Marriage

(Biting Off More Than You Can Chew) Mark 10:1-12

December 1999

 ‘In the beginning, at the time of creation, God ‘made them male and female’. For this reason a man will leave
his father and mother and be united to his wife, and the two will become one flesh.’ Mark 10:6-8a

    Some wag once remarked, “Love may well be blind, but marriage is a real eye-opener.” In Ephesians 5:31-32 Paul describes the union of a man and a woman as a ‘profound mystery.’ He also highlights the fact that marriage is a picture of the relationship between Christ and the church. I realised too, just how profound this matter was when I came to lead a Bible study on the first story in Mark 10.

    The Pharisees try to trap Jesus by asking him about divorce. This was a cunning plan because John the Baptist had been arrested for publicly criticising Herod Antipas’ loose interpretation of marital morality. Doubtless, they thought they could have Jesus silenced the same way, by getting him to paint himself into a similar political corner.  However, our Lord avoids the trap by referring them to Scripture – a habit we should always employ when tackling ethical issues – and then interprets it. First, he says that divorce is a God-given concession to humanity that both allows the abused partner a fresh start and exposes the ungodly behaviour of the abusing partner to public shame. Secondly, he upholds the high standard that God expects, which is faithful heterosexual monogamy.

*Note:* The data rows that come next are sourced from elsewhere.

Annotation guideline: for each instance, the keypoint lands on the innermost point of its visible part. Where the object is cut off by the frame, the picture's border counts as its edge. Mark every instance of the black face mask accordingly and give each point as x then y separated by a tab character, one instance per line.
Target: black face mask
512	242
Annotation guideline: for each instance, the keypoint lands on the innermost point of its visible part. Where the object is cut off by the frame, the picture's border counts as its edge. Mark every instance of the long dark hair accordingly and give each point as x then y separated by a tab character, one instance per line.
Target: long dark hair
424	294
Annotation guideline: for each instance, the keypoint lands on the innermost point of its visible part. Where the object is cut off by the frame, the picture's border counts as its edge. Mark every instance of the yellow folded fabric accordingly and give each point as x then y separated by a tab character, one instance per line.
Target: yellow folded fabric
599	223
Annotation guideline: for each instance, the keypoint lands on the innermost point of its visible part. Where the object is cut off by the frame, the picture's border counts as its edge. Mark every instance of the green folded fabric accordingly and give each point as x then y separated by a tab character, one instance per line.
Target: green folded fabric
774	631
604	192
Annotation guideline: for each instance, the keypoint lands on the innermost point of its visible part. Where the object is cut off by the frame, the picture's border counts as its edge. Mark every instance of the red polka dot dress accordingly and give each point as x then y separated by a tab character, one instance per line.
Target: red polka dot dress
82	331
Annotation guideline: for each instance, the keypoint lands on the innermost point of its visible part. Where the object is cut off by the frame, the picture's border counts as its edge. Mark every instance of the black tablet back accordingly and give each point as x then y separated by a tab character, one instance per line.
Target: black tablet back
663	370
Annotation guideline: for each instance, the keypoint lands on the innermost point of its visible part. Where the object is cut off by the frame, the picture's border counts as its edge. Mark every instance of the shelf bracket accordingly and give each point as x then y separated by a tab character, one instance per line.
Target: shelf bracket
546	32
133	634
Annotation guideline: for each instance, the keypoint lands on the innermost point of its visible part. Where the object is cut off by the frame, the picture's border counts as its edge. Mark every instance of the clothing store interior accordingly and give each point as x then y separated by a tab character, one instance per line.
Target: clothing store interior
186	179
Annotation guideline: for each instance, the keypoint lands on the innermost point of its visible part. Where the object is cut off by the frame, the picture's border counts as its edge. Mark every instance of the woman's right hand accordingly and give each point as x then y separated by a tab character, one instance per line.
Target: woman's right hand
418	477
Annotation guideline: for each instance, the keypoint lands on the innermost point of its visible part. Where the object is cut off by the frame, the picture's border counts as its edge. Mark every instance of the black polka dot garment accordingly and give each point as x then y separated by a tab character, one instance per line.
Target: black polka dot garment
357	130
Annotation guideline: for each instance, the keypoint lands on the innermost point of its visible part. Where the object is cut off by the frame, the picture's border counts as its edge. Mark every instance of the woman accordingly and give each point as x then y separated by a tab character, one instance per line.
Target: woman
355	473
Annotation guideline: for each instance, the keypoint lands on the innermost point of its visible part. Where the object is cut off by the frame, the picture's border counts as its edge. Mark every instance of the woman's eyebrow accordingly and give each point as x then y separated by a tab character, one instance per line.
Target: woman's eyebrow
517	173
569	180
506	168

    I anticipated the tendency for the study of this subject to go off at many tangents but had hoped to keep the group focused. No chance! I concluded that these verses should be taught in no less than six hour long studies! I jest not. No wonder Paul describes marriage the way he does. You will be pleased to know that I’m not proposing (sorry!) to do an exhaustive exposition of the passage here. Rather, I’m just going to make some of my normal banal comments on verses 6 to 8 that quote the Book of Genesis. There the Holy Spirit says that the reason for monogamous marriage is because God created the two sexes. That means that without two sexes, there is no such thing as marriage.

    Woman was taken out of man. You remember the story of how God put Adam into a deep sleep and proceeded to take flesh from his side to form Eve. Adam is now missing a bit of himself. Upon waking, Adam said of Eve that she was ‘flesh of my flesh and bone of my bone.’ If a man has no wife then he is incomplete – he is missing a vital bit of himself: the Eve bit. It’s as though man were a jigsaw that is incomplete without the final piece.

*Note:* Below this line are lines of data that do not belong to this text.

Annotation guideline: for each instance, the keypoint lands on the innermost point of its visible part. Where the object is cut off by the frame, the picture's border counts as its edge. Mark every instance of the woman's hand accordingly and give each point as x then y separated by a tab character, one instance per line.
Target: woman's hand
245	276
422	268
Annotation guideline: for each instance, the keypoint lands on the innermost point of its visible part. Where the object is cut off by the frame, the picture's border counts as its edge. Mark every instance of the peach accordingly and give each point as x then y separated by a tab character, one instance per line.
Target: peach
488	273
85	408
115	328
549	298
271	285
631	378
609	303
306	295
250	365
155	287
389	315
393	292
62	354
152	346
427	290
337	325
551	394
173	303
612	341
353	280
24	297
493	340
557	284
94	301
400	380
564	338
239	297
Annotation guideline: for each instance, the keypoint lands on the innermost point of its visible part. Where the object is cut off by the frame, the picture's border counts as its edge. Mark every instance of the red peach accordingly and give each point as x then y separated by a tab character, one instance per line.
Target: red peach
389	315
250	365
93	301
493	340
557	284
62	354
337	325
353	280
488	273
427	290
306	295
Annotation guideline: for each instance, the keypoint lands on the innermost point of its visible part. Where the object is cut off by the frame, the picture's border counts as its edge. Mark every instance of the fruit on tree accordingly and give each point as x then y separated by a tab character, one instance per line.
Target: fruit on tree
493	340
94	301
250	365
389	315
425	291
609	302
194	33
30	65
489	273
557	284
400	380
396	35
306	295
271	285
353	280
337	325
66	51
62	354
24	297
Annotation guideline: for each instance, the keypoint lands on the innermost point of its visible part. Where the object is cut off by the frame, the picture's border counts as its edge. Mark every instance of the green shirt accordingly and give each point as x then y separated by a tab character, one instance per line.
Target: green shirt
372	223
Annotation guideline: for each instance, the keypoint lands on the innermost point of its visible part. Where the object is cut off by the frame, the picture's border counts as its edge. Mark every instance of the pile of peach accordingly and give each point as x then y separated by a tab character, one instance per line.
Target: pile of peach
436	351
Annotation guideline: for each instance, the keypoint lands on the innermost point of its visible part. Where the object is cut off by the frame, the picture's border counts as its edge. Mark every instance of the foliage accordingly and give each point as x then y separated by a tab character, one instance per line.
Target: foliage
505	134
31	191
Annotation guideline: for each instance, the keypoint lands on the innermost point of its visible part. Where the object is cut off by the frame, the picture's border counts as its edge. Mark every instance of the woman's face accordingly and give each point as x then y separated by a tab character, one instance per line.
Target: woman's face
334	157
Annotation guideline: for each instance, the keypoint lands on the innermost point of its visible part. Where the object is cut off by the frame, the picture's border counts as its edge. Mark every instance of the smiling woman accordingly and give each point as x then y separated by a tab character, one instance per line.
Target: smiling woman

    J John tells the story of a father who was once left alone to baby-sit his young daughter while his wife went to a Tupperware party (do they still have those?). Being somewhat daunted at the prospect he racked his brains as to how to amuse the girl. Finally, he hit upon an idea that would allow him some peace and quiet for a long time. He took a page out of an old magazine that had a photograph of the world taken from space. He cut it up into various shapes and challenged the girl to put it all back together in the right order. To the father’s dismay the girl came to him with the completed picture after just a few minutes. “How did you do that so quickly?” he asked. His daughter replied, “There was a picture of a man and a woman on the other side of the page. I thought that if I could put that picture back together again, then the world would be put back together too.”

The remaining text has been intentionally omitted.